Mr Major, who in 1995 said there was "no scientific evidence" that BSE could be transmitted to humans, insisted officials and ministers criticised in the report had been "most active in challenging BSE". He told Nick Brown, the Minister of Agriculture: "I'm grateful to you, on behalf of those officials and ministers, for stressing, as the report does, that there are no scapegoats and villains emerging from this report."

Mr Major argued that even though it was "passionately believed" on advice that BSE posed no threat to human life, more than 30 pieces of legislation had been passed to protect against the spread of the disease. He said BSE had been "an appallingly difficult" problem to deal with for the previous and present governments.

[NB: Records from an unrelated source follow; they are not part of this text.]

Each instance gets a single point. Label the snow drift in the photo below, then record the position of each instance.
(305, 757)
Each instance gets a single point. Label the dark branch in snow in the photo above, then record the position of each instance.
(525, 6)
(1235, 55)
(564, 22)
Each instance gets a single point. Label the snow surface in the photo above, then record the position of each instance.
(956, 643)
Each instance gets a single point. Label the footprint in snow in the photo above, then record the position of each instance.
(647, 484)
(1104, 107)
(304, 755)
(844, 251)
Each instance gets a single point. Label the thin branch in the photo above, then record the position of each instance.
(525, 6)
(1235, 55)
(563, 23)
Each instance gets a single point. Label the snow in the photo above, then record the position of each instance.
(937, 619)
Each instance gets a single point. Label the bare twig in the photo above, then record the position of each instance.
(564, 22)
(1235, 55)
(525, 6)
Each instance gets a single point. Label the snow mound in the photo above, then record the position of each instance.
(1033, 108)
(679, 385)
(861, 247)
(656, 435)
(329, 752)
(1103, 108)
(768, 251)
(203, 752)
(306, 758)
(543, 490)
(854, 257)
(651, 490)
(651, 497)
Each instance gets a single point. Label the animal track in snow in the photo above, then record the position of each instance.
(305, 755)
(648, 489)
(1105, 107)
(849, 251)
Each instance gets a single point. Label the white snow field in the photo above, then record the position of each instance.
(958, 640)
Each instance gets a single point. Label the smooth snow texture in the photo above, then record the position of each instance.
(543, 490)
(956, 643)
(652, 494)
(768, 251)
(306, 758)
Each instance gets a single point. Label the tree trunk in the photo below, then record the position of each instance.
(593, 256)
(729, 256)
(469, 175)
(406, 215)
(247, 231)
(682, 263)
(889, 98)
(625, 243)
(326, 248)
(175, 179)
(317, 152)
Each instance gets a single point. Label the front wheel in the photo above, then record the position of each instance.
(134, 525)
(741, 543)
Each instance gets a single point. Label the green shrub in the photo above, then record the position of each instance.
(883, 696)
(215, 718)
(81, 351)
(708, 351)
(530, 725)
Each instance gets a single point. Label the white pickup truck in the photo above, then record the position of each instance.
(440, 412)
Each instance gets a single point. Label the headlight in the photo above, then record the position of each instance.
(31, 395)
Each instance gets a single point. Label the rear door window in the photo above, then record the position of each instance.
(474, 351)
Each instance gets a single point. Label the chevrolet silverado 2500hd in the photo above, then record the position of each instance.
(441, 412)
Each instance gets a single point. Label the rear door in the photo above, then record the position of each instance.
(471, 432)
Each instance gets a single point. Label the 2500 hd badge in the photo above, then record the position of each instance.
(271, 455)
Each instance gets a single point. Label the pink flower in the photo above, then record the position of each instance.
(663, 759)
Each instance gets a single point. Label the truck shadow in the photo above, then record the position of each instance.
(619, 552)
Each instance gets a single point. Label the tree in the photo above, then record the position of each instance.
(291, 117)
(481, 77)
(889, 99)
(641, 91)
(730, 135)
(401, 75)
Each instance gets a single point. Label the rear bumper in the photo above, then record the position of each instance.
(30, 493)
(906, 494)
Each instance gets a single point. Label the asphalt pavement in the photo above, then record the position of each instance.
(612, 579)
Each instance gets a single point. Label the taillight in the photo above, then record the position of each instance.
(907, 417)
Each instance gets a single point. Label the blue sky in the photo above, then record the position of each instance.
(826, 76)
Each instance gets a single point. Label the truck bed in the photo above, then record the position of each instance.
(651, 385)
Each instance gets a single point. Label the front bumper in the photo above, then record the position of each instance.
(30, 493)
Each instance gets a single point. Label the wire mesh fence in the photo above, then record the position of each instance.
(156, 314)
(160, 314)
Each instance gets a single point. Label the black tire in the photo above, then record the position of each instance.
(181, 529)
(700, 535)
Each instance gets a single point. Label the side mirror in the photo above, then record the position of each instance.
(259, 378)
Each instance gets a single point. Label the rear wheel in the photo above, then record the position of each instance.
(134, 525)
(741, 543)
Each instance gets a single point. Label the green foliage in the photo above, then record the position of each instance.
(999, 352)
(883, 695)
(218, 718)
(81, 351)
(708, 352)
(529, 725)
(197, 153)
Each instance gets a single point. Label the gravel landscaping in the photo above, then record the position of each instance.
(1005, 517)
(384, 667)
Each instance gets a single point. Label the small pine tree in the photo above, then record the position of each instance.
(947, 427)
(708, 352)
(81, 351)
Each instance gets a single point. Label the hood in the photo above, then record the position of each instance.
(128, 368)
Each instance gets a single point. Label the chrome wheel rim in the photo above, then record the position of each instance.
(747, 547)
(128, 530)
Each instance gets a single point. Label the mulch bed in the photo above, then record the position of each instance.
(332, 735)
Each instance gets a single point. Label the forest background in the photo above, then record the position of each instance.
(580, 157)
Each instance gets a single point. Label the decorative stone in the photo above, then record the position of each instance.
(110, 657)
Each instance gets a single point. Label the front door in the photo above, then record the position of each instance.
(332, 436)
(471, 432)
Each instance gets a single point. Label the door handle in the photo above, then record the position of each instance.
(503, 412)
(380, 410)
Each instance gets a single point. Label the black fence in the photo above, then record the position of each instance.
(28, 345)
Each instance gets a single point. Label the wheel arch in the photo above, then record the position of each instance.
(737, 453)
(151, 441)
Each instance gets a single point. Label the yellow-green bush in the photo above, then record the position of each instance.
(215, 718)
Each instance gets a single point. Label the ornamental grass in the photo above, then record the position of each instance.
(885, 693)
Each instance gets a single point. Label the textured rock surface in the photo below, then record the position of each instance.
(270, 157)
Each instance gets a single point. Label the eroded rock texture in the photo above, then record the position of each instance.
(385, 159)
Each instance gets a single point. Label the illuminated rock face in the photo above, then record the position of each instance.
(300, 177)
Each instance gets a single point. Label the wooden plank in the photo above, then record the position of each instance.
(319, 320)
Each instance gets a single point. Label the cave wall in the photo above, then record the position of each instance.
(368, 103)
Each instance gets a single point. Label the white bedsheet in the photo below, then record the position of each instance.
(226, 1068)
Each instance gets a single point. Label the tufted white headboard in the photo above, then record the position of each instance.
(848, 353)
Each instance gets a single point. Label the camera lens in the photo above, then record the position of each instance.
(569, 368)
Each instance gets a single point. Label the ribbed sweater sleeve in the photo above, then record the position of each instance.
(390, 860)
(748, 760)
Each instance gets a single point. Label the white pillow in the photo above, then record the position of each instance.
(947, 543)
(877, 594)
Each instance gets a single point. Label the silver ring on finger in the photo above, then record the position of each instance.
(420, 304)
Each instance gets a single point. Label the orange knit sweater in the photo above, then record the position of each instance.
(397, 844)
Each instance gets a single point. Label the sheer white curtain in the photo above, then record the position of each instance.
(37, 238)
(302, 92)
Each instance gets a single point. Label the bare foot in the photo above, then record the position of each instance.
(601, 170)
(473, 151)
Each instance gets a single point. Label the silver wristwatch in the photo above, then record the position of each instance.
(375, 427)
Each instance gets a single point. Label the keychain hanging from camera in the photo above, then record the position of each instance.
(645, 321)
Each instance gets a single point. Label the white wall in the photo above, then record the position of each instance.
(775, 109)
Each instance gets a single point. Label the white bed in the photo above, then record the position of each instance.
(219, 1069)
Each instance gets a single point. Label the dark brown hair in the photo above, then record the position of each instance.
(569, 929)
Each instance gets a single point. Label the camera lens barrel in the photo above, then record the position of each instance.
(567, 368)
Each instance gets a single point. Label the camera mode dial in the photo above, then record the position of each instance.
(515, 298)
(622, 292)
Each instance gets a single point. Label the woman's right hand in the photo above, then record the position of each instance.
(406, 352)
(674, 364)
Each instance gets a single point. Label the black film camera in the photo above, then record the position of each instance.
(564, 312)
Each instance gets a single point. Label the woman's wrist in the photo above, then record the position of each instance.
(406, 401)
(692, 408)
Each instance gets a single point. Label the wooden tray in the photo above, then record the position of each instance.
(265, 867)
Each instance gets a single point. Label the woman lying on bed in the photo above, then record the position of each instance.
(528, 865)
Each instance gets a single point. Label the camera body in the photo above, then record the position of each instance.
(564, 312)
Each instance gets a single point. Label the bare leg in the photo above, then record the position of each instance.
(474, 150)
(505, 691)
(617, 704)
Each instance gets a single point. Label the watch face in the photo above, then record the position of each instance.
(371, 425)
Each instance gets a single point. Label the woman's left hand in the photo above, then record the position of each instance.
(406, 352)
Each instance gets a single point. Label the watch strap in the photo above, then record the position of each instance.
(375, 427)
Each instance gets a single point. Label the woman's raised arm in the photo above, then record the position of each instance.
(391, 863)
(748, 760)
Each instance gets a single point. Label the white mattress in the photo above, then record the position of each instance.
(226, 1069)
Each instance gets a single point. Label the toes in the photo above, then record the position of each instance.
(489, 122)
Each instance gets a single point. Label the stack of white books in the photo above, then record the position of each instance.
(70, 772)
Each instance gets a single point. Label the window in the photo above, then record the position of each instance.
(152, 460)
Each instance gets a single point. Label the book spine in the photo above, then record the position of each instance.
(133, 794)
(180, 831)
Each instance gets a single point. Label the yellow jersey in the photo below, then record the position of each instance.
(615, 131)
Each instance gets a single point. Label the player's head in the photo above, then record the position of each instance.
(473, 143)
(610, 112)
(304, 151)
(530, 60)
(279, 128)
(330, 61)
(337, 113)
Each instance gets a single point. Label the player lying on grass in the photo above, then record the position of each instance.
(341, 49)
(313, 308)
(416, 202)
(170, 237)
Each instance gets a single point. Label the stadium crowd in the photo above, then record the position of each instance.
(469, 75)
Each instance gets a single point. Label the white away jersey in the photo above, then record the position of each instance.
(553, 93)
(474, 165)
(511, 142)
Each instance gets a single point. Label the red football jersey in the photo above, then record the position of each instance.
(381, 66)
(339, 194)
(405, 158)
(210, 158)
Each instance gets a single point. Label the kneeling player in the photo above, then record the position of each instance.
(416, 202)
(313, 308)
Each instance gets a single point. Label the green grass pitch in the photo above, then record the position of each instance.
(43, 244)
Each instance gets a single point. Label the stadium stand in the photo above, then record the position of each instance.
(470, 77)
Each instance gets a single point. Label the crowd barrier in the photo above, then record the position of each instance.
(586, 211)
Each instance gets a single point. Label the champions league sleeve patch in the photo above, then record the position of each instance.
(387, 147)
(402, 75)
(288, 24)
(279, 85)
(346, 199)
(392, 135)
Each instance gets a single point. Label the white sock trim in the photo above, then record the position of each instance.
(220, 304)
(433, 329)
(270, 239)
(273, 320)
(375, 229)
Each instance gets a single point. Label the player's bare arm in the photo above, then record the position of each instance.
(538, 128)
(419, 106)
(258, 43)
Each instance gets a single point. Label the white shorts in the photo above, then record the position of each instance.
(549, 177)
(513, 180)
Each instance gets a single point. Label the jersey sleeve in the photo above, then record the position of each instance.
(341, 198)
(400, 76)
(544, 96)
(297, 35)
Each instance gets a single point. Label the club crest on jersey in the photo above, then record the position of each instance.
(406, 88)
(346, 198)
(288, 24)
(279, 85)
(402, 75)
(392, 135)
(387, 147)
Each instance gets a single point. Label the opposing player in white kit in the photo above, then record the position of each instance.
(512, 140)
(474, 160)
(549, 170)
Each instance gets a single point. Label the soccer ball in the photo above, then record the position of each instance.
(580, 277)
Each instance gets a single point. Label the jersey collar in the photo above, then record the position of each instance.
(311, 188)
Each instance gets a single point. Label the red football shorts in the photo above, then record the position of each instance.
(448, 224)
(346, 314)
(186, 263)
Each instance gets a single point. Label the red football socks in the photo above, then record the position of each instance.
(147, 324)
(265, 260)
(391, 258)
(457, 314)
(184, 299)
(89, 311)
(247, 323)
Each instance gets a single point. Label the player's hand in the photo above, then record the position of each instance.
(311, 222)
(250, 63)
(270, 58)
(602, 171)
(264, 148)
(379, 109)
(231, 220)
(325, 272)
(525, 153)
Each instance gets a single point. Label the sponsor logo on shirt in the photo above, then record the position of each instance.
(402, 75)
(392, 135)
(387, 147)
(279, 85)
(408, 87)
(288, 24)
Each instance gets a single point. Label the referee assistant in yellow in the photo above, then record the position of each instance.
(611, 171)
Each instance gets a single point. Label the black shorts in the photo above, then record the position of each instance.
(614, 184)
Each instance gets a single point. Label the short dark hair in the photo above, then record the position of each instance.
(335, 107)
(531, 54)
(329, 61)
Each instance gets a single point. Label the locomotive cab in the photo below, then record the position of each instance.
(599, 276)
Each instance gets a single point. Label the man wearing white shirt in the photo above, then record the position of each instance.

Douglas Hogg, who was Minister of Agriculture from 1995 to 1997, said he was "deeply sorry" both for the victims of variant Creutzfeldt-Jakob disease (vCJD) and their families, and the farmers who had suffered "deep loss". He welcomed findings in the report that he had made and implemented the "right" policies when he was minister, which still formed the basis of today's policy.

Judy Mallaber, Labour MP for Amber Valley, was one of several MPs who spoke of constituents who had been victims of vCJD. She said a failure to learn fully all the lessons about removing the "culture of secrecy" would be a "betrayal" of victims' families.

Tim Yeo, the Tory agriculture spokesman, admitted that mistakes had been made, some of which had tragic consequences: "I accept the criticisms made in the report," he said. Mr Yeo apologised to sufferers and their families, saying: "I am truly sorry for what has happened and I apologise to the families who have suffered bereavement and for those people who are still fighting a terrible illness.

"Our task now is to find ways of minimising and alleviating the suffering and distress of victims of variant CJD and of their families."

Tom Clarke, the Labour MP for Coatbridge and Chryston, said the mother of his late constituent Donnamarie McGivern, who died of vCJD aged 17 last year, welcomed the Government's thinking on compensation and care packages and openness that would benefit future victims. "[The mother] took the view, as I do, that it remains very, very important, in implementing these responses, that families should still continue to be consulted and involved," he said.

Ms Mallaber also welcomed the compensation packages, saying she was glad families would not have to "struggle through the courts" for them.